Traditional karate, that is original karate, came into being as an art of fight in Japan. Traditional karate is based on the conception of the "finishing blow". The finishing blow is defined as a technique sufficient to render an attacking opponent. Together with other accompanying techniques, the finishing blow technique unites in itself the total body power, focusing it on one blow. Traditional karate competition is entirely based an the art of self-defence. For example, only the finishing blow technique is awarded a point. Moreover, according to the rule that the finishing blow is the last blow of the fight, in traditional karate competition the fight lasts till one point is awarded. Thanks to the rigorous observing this rule, the number of facile actions and careless techniques is limited to a minimum.
As in the case of every other art of self-defence, the height and the weight of the competitor is neither defined nor important. According to the rules of self defence competitors must be ready to repel the attack of every opponent, regardless of his weight and height. Moreover, many a time an individual who attacks is of a more powerful build than the attacked person.

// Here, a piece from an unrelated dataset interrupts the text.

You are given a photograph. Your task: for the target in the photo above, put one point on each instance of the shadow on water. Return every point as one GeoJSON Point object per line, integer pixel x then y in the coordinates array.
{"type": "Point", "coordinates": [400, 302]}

As a sports discipline, traditional karate uses the tournament as one of training means and a way to enrich the general development of an individual through a higher emotional equilibrium, inner discipline and complying with the rules of etiquette. Altogether, these objectives create a framework of traditional karate sports rules.
Other, modern karate schools are descended from traditional karate. New schools based their techniques and stances on punches and kicks of the Japanese karate. Keeping the external resemblance, these schools introduced some basic changes. Changes in philosophy and moving the stress from the art of fight and self-defence to the point awarded sports competition consisting in punching and kicking, had biggest consequences. For example, it does not take an expert to notice that modern schools took from karate punching and kicking techniques only in the most general sense. In sports competition points are awarded on the basis of possibly the fastest and the most precise hitting the target with a fist or a foot. In view of this fact, the "finishing blow" requirement became unnecessary. As a result, it became unnecessary to put power generated from the total body movement into punches and kicks. Moreover, the main stress was put on the economy of movements. In this most important respect, body dynamics of modern karate schools is a complete opposite of traditional karate dynamics. After getting rid of the finishing blow requirement, new karate schools based their sports rules on a multi-point system, instead. In modern karate usually either three or six times half a point is awarded.
Traditional karate is based on the art of self-defence. As, in consequence, the weight and the height of the opponent do not matter, there are no weight categories. Meanwhile, modern karate schools treat a fight as a sports event, not as an art. Therefore, one of modern karate schools has eight different weight categories.